After the noon meal, Sancho and Mateo untied me and took me to the opening.

"After a few feet, this hole leads to a passage down to the tomb," Sancho said. "Your task is a simple one. You crawl down the passageway, get the breastplate, and crawl back. Comprende?"

"If it is so simple, why didn't your helper bring it to you?"

"I told you, we had to suddenly seal the opening."

"You couldn't have waited a moment for him to crawl out with the treasure?"

Sancho hit me. I stumbled backward and hit the ground hard. He threw his hands into the air. "Chico, Chico, see what you make me do? You ask too many questions. When I hear too many questions, my head hurts."

He led me to the opening. "When you are down there, fill your pockets with gems. I will let you keep all you find."

Eh, this hombre is generous, no? He would cut off his mother's nose if he could find a buyer.

He hung a sack with four candles and a small torch around my neck. He handed me a lighted candle. "Don't use the torch until you reach the tomb itself."

He tied part of a long coil of rope around my waist. The purpose of the rope was to guide me back if the passageway became a maze.

Before I stuck my head into the opening he grabbed me and gave me a powerful hug. "Amigo, if you don't find the treasure, don't come out," he whispered.

I crawled into the dark hole with grave misgivings. It was not midnight in the hole; it was as black as Mictlan, the underworld, as dark and silent as a grave. The air was as chill and unstirred as the breath of the dead. It smelledlike the breath of the dead, a putrid, stagnant odor, like the bodies rotting in the Veracruz river where africanos and mestizos were thrown to save on burial effort.

The fray was right, I was raised badly. Trouble was waiting for me everywhere I went. While other mestizos are keeping warm and dry as household servants or at least mercifully dying at an early age, clutching a cup of pulque in the gutter, I am always tempting fate by taking a jaguar by the ear.

What would I find in this grave of ancient kings?

What would find me?

I had nothing with which to defend myself against the spirits of the temple but my ignorance.

The passageway was too small for me to continue crawling on my hands and knees. I lay flat on my stomach and pushed along, using my arms and elbows. My arms and legs were immediately cut and scraped as I crawled over the stone block that the hole had been blown through.

I prayed there was nothing in the tomb that became excited by the scent of fresh blood.

After a few feet of the rough hole that felt like I was crawling over obsidian spear heads, I was in another passageway.
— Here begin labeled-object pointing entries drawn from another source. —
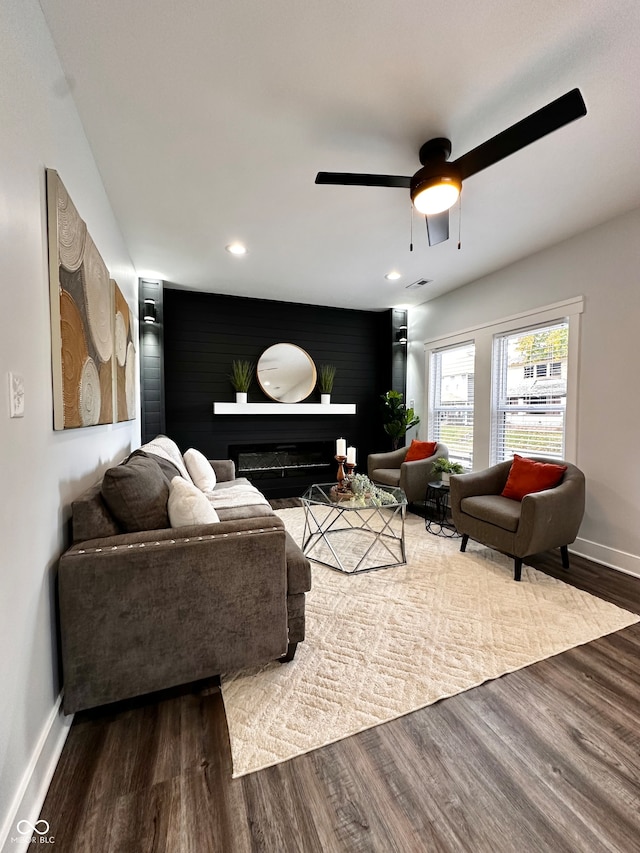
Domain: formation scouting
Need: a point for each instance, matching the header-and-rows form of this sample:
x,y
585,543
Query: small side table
x,y
438,510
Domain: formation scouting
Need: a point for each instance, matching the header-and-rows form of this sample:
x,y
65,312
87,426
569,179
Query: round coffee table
x,y
356,535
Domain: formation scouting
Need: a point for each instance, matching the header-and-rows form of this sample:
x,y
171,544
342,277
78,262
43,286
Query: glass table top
x,y
325,494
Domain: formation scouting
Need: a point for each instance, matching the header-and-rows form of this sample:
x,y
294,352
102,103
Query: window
x,y
529,414
451,404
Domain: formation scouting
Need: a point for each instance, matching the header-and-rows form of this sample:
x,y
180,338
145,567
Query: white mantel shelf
x,y
284,408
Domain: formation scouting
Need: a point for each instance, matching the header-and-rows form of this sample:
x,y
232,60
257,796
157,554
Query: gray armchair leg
x,y
517,574
289,654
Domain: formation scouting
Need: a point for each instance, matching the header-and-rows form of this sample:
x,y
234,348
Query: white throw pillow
x,y
187,505
200,470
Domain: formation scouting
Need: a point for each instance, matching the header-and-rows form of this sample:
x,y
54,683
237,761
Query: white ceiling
x,y
209,120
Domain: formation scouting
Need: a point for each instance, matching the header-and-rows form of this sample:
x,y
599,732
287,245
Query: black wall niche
x,y
204,332
151,361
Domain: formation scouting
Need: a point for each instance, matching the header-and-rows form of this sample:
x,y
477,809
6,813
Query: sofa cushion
x,y
167,449
493,509
528,475
91,518
168,468
188,505
136,494
420,450
237,494
298,568
200,470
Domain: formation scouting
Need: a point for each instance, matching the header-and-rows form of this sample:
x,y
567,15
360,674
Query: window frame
x,y
482,335
531,404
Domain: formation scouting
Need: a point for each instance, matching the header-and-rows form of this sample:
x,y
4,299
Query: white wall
x,y
603,265
41,471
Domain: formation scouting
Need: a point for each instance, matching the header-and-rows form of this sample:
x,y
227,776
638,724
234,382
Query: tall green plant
x,y
397,417
241,375
326,377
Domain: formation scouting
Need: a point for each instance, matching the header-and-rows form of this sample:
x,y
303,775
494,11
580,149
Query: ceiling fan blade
x,y
555,115
350,179
437,227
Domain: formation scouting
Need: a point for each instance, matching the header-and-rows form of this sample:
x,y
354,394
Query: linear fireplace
x,y
284,469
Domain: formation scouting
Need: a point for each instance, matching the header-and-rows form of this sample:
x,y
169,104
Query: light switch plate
x,y
16,395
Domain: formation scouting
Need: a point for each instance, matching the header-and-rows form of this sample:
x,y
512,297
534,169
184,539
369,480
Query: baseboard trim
x,y
35,781
621,561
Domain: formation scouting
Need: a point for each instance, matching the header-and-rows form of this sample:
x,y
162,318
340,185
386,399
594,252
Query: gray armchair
x,y
390,469
541,521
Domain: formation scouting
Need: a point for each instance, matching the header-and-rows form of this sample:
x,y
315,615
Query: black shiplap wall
x,y
151,363
204,332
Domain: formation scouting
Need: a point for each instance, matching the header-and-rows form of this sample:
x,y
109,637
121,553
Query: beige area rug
x,y
383,644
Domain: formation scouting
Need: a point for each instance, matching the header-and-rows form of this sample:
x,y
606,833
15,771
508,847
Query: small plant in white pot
x,y
445,467
241,377
326,378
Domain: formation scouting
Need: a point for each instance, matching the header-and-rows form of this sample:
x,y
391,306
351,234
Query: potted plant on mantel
x,y
241,377
326,378
397,418
445,467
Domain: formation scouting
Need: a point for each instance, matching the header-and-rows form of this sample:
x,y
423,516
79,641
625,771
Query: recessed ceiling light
x,y
236,249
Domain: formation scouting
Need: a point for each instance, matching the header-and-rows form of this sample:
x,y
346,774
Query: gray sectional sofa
x,y
145,606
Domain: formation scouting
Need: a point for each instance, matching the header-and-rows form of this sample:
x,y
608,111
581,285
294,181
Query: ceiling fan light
x,y
436,195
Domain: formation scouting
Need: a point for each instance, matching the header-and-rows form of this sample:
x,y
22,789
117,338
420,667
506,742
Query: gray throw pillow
x,y
136,493
168,468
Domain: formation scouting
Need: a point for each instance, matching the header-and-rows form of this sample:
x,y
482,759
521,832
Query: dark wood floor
x,y
544,759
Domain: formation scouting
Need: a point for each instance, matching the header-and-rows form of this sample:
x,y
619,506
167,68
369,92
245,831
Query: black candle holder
x,y
342,486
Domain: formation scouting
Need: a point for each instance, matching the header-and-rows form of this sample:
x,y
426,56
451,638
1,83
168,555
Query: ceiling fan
x,y
436,186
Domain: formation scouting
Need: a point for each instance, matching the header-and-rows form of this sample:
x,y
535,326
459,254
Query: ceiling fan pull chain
x,y
411,228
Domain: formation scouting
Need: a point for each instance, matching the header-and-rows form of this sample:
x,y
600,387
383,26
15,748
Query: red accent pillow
x,y
527,476
420,450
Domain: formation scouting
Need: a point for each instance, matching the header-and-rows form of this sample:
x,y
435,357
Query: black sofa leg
x,y
517,574
289,654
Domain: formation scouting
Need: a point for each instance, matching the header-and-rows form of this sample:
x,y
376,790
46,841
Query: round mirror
x,y
286,373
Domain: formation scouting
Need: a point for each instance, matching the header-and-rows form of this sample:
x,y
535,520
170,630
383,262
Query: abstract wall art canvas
x,y
83,320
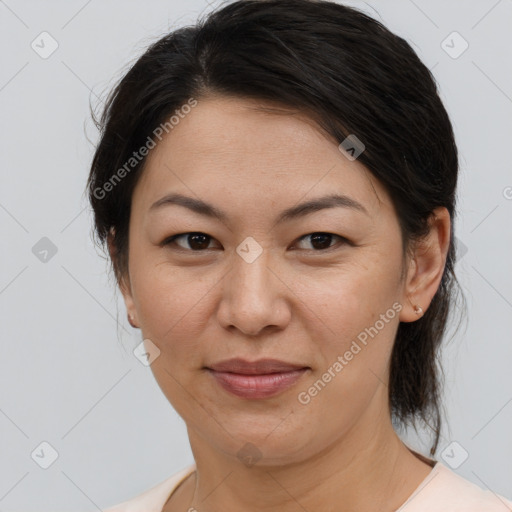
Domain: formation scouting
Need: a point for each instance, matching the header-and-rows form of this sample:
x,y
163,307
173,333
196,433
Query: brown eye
x,y
196,241
322,241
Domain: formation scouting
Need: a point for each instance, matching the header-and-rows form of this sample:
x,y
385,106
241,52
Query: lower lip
x,y
257,386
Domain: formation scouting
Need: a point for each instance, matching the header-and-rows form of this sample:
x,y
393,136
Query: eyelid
x,y
171,239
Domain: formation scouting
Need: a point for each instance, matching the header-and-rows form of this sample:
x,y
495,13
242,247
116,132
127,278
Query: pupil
x,y
326,238
195,245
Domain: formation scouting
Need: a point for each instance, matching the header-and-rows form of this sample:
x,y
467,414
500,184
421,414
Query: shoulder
x,y
445,490
154,498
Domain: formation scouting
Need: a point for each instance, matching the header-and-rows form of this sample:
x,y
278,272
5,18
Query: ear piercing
x,y
418,309
130,320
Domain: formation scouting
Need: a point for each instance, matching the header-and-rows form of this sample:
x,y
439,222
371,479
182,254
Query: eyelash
x,y
171,241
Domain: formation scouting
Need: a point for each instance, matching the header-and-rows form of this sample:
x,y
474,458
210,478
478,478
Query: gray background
x,y
68,375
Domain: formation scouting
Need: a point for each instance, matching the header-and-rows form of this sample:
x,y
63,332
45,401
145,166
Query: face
x,y
320,288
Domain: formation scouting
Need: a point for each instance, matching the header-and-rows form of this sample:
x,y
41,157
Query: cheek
x,y
172,306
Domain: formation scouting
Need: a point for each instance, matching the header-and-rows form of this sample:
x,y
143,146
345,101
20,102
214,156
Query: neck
x,y
365,468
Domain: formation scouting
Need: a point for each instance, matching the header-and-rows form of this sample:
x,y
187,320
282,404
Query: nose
x,y
254,297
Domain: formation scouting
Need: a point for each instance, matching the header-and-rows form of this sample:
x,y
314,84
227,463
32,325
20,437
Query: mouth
x,y
256,380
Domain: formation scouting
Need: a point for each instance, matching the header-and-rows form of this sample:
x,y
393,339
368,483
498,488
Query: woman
x,y
276,187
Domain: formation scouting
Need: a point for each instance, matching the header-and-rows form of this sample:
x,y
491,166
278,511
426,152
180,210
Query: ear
x,y
123,281
426,266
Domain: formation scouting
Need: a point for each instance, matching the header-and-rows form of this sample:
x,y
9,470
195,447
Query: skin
x,y
294,302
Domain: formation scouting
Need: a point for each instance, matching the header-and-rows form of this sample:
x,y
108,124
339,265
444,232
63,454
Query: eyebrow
x,y
301,210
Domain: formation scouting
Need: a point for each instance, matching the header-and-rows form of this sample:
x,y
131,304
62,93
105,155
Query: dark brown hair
x,y
348,73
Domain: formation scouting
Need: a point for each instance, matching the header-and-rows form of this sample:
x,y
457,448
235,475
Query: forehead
x,y
230,148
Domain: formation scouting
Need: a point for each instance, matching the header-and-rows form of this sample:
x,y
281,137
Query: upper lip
x,y
259,367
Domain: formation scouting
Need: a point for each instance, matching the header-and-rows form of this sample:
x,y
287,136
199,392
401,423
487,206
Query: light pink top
x,y
441,491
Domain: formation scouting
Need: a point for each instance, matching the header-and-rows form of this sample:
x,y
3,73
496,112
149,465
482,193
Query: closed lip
x,y
259,367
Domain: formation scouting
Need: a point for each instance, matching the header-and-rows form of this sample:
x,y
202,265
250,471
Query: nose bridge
x,y
250,294
250,274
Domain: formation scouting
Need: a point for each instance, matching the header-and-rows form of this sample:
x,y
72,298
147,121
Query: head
x,y
246,112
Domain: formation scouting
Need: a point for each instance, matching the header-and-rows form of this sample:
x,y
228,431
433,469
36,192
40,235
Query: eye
x,y
322,241
198,241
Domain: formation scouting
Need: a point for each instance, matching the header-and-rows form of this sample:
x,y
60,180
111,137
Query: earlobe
x,y
427,267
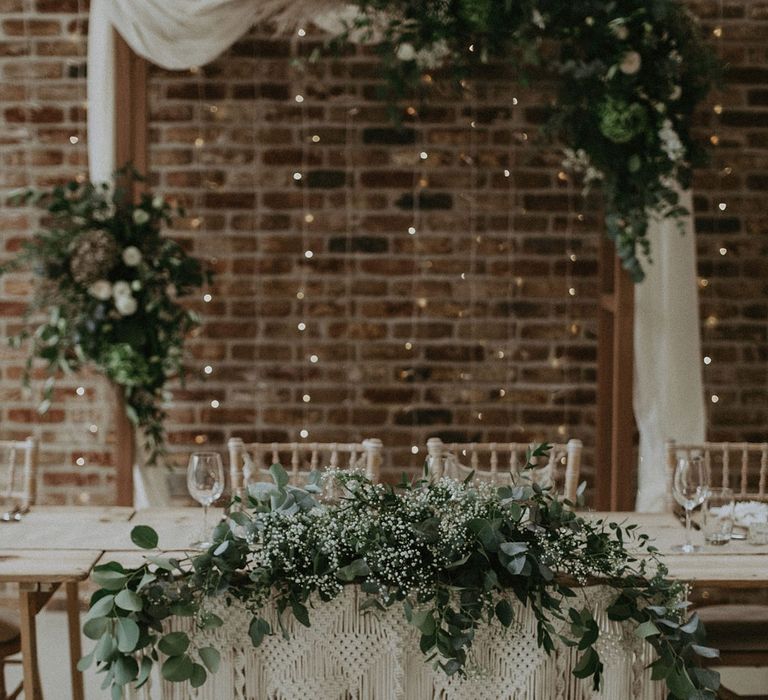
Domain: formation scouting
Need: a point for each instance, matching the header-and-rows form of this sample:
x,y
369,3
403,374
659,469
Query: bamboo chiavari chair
x,y
251,461
738,629
498,461
18,466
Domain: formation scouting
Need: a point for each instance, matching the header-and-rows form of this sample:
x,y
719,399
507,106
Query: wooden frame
x,y
615,467
615,461
131,147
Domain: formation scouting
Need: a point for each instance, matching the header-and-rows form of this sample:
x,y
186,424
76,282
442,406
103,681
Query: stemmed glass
x,y
690,488
205,481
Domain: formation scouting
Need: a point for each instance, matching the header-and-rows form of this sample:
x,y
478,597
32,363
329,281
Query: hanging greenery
x,y
451,555
106,294
630,74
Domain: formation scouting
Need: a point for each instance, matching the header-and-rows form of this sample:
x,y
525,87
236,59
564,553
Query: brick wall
x,y
480,325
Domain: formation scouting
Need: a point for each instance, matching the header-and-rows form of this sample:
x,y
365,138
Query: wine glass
x,y
205,481
690,488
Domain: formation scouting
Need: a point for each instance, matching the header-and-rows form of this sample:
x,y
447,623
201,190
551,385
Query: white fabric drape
x,y
181,34
668,393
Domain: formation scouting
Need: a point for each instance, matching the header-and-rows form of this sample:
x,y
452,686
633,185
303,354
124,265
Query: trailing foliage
x,y
106,294
452,555
630,74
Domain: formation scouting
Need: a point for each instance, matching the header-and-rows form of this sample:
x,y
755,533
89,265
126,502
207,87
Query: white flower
x,y
140,217
406,52
132,256
126,305
121,289
670,141
101,290
630,63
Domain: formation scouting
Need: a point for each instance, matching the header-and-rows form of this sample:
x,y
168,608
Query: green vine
x,y
453,555
629,74
107,294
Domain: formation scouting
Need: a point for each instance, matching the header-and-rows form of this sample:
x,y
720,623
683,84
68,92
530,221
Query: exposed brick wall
x,y
487,272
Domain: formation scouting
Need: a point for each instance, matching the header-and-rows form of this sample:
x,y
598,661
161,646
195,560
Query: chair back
x,y
18,471
499,462
250,462
741,466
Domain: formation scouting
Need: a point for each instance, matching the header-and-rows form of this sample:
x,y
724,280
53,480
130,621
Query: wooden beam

I could see only a few feet in front and was glad for the rope I was tethered to. No bigger than the blasted hole, it had been hewed an eon ago and was much smoother. I left one candle along the way and used it to light another. The candles barely broke the darkness.

Despite my youth and vigor, it was hard work dragging my body along on elbows and legs. Soon I was breathing hard not only from the exertion but an overwhelming sense of dread. The cold, rank, almost unbreatheable air and the dead blackness of the coffin-tight tunnel spooked me. Either the narrow passage was designed to discourage tomb robbers, or the early Zapotecs were as thin and lithe as snakes. The passageway twisted and turned nonsensically. If I encountered any danger and had to crawl backward, a feat ever more difficult than my excruciatingly painful forward progress, I would make the temple my tomb, just as my processor—

Ay! I came to a pair of feet.

I hoped the dirty feet belonged to the decayed body of the man Sancho had sealed in the passage and not some ancient specter waiting for an intruder to happen along.

The dim candlelight exposed dirty feet that appeared more likely to belong to the recently departed than someone entombed an eon ago.

I was faced with a dilemma. I could crawl backward all the way out, and have Sancho cut my throat, or I could attempt to crawl over the body.

I would have crawled over the points of spears to avoid mounting this body. Cursing my own bad acts that brought me to this moment, and imploring all the gods that I would spend the rest of my life in devotion to them, I began to crawl over the body.